LOL. Melanie, I can't help but remember what my vet said regarding
Deter. He said .."how can it taste any worse?' LOL 
I have to agree with him. ICK!!!


----------



## PANGES (Aug 19, 2006)

> It seems like most of the people who have trouble training are those who put their Malts in the kitchen with a baby gate. I haven't done a "scientific" count but it seems like every time I hear of a potty training problem on SM, that is what they are doing.[/B]


Very interesting you brought this up, because that's exactly how we have our 4 month old maltese and he simply refuses to poo in the right area (I'm not there most of the day, my grandpa is, so it's hard for me to train him myself).

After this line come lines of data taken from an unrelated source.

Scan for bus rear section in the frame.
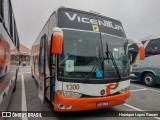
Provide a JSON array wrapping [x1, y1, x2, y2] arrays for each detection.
[[32, 8, 144, 111]]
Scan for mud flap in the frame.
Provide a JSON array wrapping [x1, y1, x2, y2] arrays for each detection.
[[38, 78, 45, 103]]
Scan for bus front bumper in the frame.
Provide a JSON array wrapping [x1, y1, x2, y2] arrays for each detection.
[[52, 91, 130, 112]]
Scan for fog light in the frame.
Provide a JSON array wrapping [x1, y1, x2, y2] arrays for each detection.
[[57, 103, 65, 109], [66, 105, 72, 110]]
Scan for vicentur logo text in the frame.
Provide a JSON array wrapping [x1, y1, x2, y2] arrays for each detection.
[[65, 12, 124, 32]]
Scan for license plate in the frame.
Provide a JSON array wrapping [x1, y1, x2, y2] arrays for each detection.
[[97, 102, 109, 107]]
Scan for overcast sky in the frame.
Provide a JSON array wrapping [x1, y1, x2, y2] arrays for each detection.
[[11, 0, 160, 48]]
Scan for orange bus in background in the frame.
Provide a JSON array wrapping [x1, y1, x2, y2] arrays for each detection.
[[31, 8, 144, 112], [0, 0, 19, 111]]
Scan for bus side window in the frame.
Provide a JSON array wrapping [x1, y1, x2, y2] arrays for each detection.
[[0, 0, 3, 19], [39, 34, 46, 74], [145, 39, 160, 57], [3, 0, 10, 32]]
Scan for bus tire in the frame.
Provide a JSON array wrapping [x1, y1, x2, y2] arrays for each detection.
[[143, 73, 156, 87]]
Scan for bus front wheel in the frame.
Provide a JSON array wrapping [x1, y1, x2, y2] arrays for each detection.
[[143, 73, 155, 87]]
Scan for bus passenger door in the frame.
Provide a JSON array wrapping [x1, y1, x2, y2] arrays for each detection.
[[38, 34, 46, 102]]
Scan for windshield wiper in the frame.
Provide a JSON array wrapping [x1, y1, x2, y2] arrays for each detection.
[[105, 42, 122, 82], [85, 57, 104, 82]]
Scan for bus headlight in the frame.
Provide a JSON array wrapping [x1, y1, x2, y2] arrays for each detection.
[[119, 87, 129, 93], [64, 91, 82, 98], [57, 91, 82, 98]]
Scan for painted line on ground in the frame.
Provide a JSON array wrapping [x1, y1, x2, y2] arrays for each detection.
[[130, 88, 147, 92], [18, 72, 31, 75], [123, 103, 160, 120], [22, 74, 28, 120], [131, 84, 160, 93]]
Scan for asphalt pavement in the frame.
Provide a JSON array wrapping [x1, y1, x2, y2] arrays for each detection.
[[5, 67, 160, 120]]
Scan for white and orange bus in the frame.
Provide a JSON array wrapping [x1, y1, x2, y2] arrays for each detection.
[[31, 8, 144, 112], [0, 0, 19, 111]]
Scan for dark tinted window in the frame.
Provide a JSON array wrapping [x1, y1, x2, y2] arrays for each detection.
[[145, 38, 160, 57], [129, 44, 139, 63], [39, 35, 46, 73], [3, 0, 10, 32]]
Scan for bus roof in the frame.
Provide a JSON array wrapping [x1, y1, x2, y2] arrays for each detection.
[[57, 7, 121, 22]]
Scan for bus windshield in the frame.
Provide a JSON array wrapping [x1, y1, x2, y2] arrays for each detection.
[[59, 29, 101, 78], [102, 33, 130, 79], [58, 29, 129, 80]]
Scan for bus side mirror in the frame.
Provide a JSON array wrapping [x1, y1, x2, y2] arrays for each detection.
[[139, 46, 145, 60], [51, 27, 63, 55]]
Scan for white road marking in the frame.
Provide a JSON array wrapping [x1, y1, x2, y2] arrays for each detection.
[[19, 72, 31, 74], [123, 103, 160, 120], [131, 84, 160, 93], [22, 74, 28, 120], [130, 88, 147, 92]]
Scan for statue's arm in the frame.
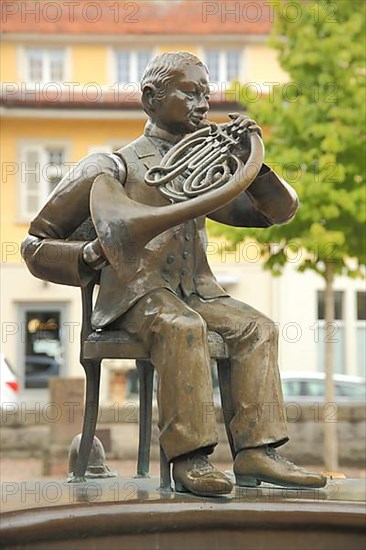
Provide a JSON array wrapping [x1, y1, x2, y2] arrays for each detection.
[[208, 164, 298, 231], [22, 153, 126, 286]]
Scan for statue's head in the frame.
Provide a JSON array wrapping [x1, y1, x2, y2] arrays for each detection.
[[141, 52, 209, 134]]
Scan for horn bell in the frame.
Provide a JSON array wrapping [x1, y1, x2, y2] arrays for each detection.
[[90, 133, 264, 274]]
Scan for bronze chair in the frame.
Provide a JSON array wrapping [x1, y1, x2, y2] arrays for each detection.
[[71, 280, 234, 490]]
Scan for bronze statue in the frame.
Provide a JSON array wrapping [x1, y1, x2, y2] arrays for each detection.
[[23, 52, 326, 495]]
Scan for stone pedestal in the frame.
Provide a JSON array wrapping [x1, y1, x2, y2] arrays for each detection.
[[0, 477, 365, 550], [44, 378, 85, 476]]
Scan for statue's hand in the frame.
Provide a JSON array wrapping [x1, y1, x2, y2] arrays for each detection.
[[83, 239, 108, 271], [225, 113, 262, 161]]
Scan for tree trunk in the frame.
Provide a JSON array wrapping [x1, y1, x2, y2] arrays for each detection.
[[323, 263, 338, 471]]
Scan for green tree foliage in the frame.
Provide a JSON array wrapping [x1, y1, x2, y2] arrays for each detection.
[[211, 0, 366, 470], [210, 0, 366, 275]]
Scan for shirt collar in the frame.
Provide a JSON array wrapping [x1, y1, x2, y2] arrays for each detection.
[[144, 120, 183, 144]]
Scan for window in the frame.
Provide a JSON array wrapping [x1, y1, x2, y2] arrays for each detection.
[[19, 144, 66, 221], [20, 304, 64, 389], [115, 50, 152, 84], [26, 48, 66, 83], [204, 50, 243, 83], [314, 290, 346, 374]]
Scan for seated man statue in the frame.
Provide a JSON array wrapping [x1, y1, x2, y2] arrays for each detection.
[[23, 52, 326, 495]]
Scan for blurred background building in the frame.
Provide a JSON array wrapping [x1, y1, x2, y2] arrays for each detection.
[[1, 0, 366, 403]]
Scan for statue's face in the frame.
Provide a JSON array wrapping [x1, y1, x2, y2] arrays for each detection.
[[151, 64, 209, 134]]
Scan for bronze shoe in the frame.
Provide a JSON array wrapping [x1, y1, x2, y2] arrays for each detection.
[[173, 452, 233, 496], [234, 445, 327, 489]]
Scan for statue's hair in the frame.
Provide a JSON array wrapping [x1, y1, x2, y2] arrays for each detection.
[[140, 52, 208, 102]]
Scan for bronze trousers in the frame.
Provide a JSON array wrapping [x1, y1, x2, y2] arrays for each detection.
[[119, 289, 288, 460]]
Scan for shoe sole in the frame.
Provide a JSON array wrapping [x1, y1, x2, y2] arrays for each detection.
[[235, 475, 327, 489], [174, 481, 232, 497]]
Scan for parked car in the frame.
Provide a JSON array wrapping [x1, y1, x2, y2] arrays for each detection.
[[281, 372, 366, 403], [0, 353, 19, 407]]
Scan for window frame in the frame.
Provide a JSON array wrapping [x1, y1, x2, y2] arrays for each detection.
[[199, 45, 247, 85], [109, 47, 156, 85], [18, 43, 72, 88], [16, 139, 71, 224], [17, 301, 69, 396]]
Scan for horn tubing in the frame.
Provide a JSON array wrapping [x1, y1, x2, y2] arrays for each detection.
[[90, 133, 264, 274]]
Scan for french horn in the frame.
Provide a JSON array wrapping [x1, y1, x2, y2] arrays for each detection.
[[90, 124, 264, 274]]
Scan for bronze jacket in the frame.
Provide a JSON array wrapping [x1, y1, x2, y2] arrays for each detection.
[[22, 127, 297, 328]]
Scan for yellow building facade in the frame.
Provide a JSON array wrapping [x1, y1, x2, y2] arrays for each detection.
[[1, 2, 358, 402]]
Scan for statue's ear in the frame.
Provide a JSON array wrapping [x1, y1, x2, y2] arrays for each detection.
[[141, 84, 157, 114]]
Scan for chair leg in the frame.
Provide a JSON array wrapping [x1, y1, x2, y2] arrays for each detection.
[[71, 360, 101, 483], [136, 360, 154, 477], [160, 445, 172, 491], [217, 359, 235, 458]]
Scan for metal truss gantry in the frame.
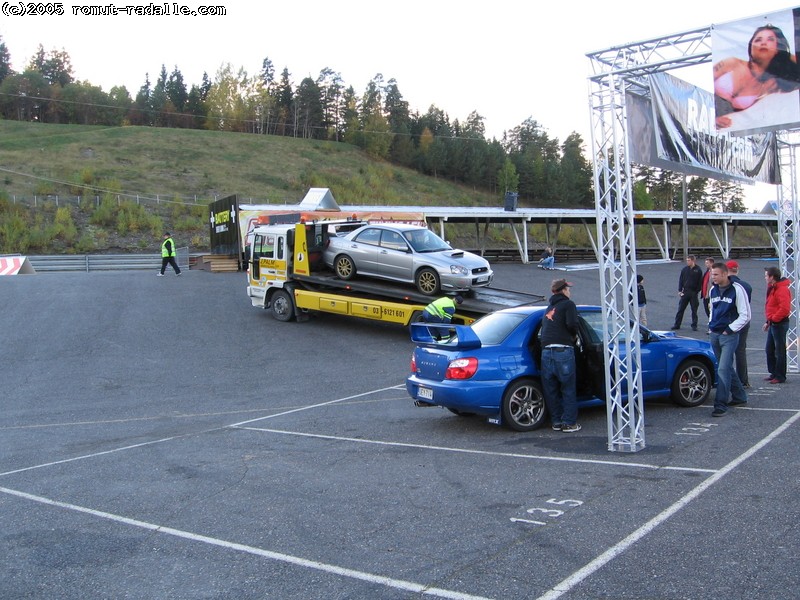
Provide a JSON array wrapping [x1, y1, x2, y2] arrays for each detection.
[[587, 29, 711, 452], [587, 28, 800, 452], [776, 138, 800, 373]]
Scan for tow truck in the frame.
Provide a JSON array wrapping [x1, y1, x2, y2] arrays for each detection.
[[244, 219, 544, 326]]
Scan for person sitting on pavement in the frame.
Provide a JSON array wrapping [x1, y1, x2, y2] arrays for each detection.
[[539, 246, 556, 271], [422, 294, 464, 323]]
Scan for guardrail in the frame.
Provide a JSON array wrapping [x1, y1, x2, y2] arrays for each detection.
[[28, 247, 189, 273]]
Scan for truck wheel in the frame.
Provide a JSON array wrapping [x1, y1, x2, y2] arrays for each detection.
[[415, 268, 439, 296], [270, 290, 294, 322], [502, 379, 547, 431], [333, 254, 356, 281]]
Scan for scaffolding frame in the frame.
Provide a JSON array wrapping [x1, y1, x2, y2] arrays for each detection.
[[587, 27, 800, 452], [778, 138, 800, 373]]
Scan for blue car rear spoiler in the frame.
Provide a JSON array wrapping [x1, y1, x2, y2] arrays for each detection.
[[411, 323, 481, 350]]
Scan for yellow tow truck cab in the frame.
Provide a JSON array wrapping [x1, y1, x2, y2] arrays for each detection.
[[244, 219, 543, 325]]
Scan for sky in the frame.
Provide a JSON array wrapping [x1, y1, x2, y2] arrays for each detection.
[[0, 0, 792, 209]]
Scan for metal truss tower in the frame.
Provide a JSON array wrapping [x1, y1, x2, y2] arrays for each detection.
[[587, 29, 711, 452], [776, 138, 800, 373]]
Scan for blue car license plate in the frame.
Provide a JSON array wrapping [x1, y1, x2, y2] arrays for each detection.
[[417, 386, 433, 400]]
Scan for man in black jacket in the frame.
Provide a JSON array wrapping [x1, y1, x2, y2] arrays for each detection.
[[541, 279, 581, 433], [672, 254, 703, 331]]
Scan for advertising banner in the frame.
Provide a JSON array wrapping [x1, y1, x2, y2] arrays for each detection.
[[711, 8, 800, 135], [208, 195, 242, 256], [626, 73, 779, 184]]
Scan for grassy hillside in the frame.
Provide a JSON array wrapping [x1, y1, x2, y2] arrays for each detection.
[[0, 120, 768, 254], [0, 121, 502, 254], [0, 121, 502, 206]]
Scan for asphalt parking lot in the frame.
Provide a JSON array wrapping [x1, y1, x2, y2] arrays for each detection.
[[0, 261, 800, 600]]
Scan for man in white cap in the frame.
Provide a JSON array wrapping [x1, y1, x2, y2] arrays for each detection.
[[541, 279, 581, 433]]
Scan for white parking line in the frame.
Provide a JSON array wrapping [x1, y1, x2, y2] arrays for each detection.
[[237, 427, 717, 473], [0, 434, 180, 477], [228, 385, 400, 427], [0, 487, 489, 600], [537, 412, 800, 600]]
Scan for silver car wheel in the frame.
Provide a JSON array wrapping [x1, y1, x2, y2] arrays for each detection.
[[417, 269, 439, 296]]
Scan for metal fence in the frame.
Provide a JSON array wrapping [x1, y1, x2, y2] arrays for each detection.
[[28, 246, 189, 273]]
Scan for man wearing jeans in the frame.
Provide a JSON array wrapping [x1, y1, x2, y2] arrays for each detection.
[[764, 267, 792, 383], [541, 279, 581, 433], [708, 263, 750, 417]]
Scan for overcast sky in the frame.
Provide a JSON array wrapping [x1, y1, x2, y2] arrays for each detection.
[[0, 0, 791, 209]]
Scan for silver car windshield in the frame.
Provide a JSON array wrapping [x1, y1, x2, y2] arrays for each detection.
[[405, 229, 452, 252]]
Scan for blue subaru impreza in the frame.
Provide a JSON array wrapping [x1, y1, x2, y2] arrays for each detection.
[[406, 305, 717, 431]]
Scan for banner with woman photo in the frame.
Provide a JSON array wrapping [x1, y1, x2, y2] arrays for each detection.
[[626, 73, 780, 184], [711, 8, 800, 135]]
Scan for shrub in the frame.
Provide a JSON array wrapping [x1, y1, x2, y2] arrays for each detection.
[[0, 213, 31, 254], [89, 194, 119, 227], [54, 206, 78, 244]]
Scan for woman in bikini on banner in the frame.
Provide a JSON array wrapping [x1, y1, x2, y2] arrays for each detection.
[[714, 25, 800, 129]]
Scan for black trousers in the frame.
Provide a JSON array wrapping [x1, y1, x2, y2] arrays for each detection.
[[675, 292, 700, 327], [161, 256, 181, 275]]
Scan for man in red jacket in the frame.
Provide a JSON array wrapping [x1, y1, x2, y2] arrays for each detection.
[[764, 267, 792, 383], [700, 256, 714, 317]]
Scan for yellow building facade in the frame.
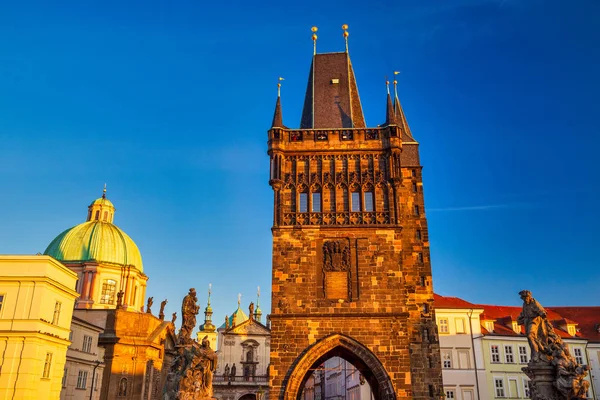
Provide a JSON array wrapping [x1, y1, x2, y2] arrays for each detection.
[[0, 255, 78, 399]]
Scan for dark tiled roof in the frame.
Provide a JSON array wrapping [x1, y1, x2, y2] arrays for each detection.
[[300, 53, 365, 129]]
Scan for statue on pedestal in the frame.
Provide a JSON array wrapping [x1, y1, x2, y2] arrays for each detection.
[[178, 288, 200, 344], [517, 290, 590, 400], [163, 289, 217, 400]]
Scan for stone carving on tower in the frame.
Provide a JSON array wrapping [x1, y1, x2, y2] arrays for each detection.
[[517, 290, 590, 400]]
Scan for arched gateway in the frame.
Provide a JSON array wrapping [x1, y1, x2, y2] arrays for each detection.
[[268, 28, 442, 400], [284, 334, 396, 400]]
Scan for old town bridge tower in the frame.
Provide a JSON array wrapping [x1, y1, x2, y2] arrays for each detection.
[[268, 28, 442, 400]]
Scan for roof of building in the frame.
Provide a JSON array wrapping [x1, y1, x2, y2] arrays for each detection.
[[44, 195, 144, 272], [546, 306, 600, 342], [433, 293, 481, 309], [300, 52, 365, 129]]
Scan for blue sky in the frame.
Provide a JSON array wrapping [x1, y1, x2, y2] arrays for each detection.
[[0, 0, 600, 324]]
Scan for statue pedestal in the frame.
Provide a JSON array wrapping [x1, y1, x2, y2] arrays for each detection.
[[522, 362, 565, 400]]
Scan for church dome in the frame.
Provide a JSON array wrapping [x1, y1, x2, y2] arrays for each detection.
[[44, 189, 144, 272]]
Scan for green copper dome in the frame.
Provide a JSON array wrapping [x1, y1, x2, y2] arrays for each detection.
[[44, 221, 144, 272], [44, 188, 144, 272]]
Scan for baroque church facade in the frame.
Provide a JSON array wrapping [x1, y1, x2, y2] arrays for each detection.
[[268, 31, 442, 400], [44, 189, 176, 400]]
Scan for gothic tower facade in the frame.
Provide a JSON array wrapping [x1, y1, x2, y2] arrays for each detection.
[[268, 33, 442, 400]]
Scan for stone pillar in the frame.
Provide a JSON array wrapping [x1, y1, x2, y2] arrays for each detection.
[[89, 271, 98, 301], [81, 271, 90, 300]]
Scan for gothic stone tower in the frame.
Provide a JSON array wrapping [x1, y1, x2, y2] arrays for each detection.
[[268, 39, 442, 400]]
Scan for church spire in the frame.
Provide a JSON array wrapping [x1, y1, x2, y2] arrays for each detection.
[[385, 78, 396, 125], [394, 75, 415, 141], [271, 77, 285, 128]]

Should I try to make the area where he stays smaller? Or simply move him out of the kitchen? I'm going to put his crate into his area tomorrow with some nice padding inside the crate and a bit of newspaper.


----------



## MissMelanie (Feb 13, 2006)

> LOL. Melanie, I can't help but remember what my vet said regarding
> Deter. He said .."how can it taste any worse?' LOL
> I have to agree with him. ICK!!![/B]


 HAHAHAHAA, no kidding! When we were having those problems... I tried and tried to find a "why" to the whole issue, always thinking in the back of my head, "THAT DOG is NUTS! That S**T is gross!" I agree with your Vet and you totally but some dogs sure don't.

Henceforth, DETER.

HAHAHA
Melanie


----------



## gattirenata (Jul 28, 2006)

I have no idea if this kind of stuff is the same for all animals, but I had a chinchilla and he was eating his poop too. I brought him to the vet and she said his body wasn't taking all the vitamins it was supposed to... (from his food)

As soon as I got him he got sick from eating too much goodies on his food, and not only the pellets. so I stopped giving it to him. I also stopped the hay. As soon as I gave back to him, he stopped eating his poop. I also started giving him some fruit... and thank goodness he stopped!!! 
it was really disgusting to watch him!!! 

but I have no idea why dogs do that!


----------